Gadamer (VM): círculo da compreensão

Porém, essa nossa relação com a tradição, essa comunhão está submetida a um processo de contínua formação. Não se trata simplesmente de uma pressuposição, sob a qual nos encontramos sempre, porém nós mesmos vamos instaurando-a, na medida em que compreendemos, em que participamos do acontecer da tradição e continuamos determinando-o, assim, a partir de nós próprios. O círculo da compreensão não é, (299) portanto, de modo algum, um círculo “metodológico”, pois isso sim, descreve um momento estrutural ontológico da compreensão. VERDADE E MÉTODO SEGUNDA PARTE 2.

(57) Sobre o círculo da compreensão (1959) VERDADE E MÉTODO II PRELIMINARES 5.
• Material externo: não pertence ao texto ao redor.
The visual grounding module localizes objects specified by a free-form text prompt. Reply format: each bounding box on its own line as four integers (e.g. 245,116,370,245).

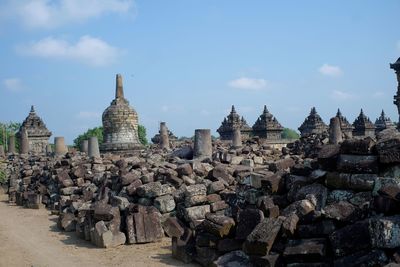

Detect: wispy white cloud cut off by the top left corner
0,0,136,28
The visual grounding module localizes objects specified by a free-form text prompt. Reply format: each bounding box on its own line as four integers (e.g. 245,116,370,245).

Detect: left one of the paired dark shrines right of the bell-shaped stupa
217,105,252,140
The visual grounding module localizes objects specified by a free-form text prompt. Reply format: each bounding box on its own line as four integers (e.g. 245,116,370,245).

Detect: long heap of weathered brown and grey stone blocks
3,130,400,266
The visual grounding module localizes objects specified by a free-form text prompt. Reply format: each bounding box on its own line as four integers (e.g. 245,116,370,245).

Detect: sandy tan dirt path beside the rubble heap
0,195,194,267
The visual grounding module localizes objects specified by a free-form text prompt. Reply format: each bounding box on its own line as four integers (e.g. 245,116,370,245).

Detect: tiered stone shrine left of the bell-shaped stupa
17,106,52,153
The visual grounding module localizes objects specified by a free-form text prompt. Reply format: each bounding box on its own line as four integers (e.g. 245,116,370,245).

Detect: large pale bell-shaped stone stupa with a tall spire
100,74,141,152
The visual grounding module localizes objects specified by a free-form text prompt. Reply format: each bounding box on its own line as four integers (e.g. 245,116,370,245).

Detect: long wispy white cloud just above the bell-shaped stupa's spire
17,35,121,66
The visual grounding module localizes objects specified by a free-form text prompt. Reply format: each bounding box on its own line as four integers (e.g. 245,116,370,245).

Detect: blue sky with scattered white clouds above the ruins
0,0,400,144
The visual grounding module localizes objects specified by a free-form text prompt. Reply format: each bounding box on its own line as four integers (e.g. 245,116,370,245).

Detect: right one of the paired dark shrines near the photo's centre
253,106,283,140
O que tem me ocupado nos últimos anos e o que tenho buscado em diversas conferências ainda não publicadas (Bild und Wort; Das Sein des Gedichteten; Von der Wahrheit des Wortes; Philo-sophical, poetical, religious speaking = Imagem e palavra; O ser do poético; Sobre a verdade da palavra; Diálogo filosófico, poético e religioso) são os problemas hermenêuticos especiais dos textos eminentes. Esse tipo de texto fixa a pura ação de linguagem, e tem com isso um eminente relacionamento com o escrito. Nele, a linguagem está presente de tal modo que sua relação cognitiva com o dado está tão suspensa como a referência comunicativa no sentido da interpelação. Então, a situação hermenêutica geral básica da constituição e fusão de horizontes, a que dei um desenvolvimento conceitual expresso, deverá ser aplicada também a esses textos eminentes. Estou longe de afirmar que o modo como uma obra de arte fala à sua época e ao seu mundo (o que H.R. Jauss chama de sua “negatividade”) não ajuda a determinar seu significado, ou seja, o modo como ela nos fala. Este era realmente o núcleo da consciência da história dos efeitos, a saber, pensar a obra (Werk) e seu efeito (Wirkung) como a unidade de um sentido. O que descrevi como fusão de horizontes representa a forma como essa unidade se realiza. Esta não permite ao intérprete falar de um sentido originário de uma obra sem que na compreensão da mesma já não esteja sempre implicado o sentido próprio do intérprete. Toda vez que se pensar, por exemplo, que é possível “romper” o círculo da compreensão, através do método histórico-crítico (como pensou recentemente Kimmerle), se está ignorando essa estrutura hermenêutica fundamental. O que Kimmerle descreve, assim, é simplesmente o que Heidegger caracterizava como “entrar no círculo de maneira correta”, ou seja, não é uma atualização anacrônica e nem um acrítico puxar brasas para a sardinha das próprias opiniões prévias. A elaboração do horizonte histórico de um texto já é sempre uma fusão de horizontes. O horizonte histórico não pode ser erigido primeiramente por si. Isso é conhecido na hermenêutica mais recente como a problemática da compreensão prévia. VERDADE E MÉTODO II ANEXOS 29.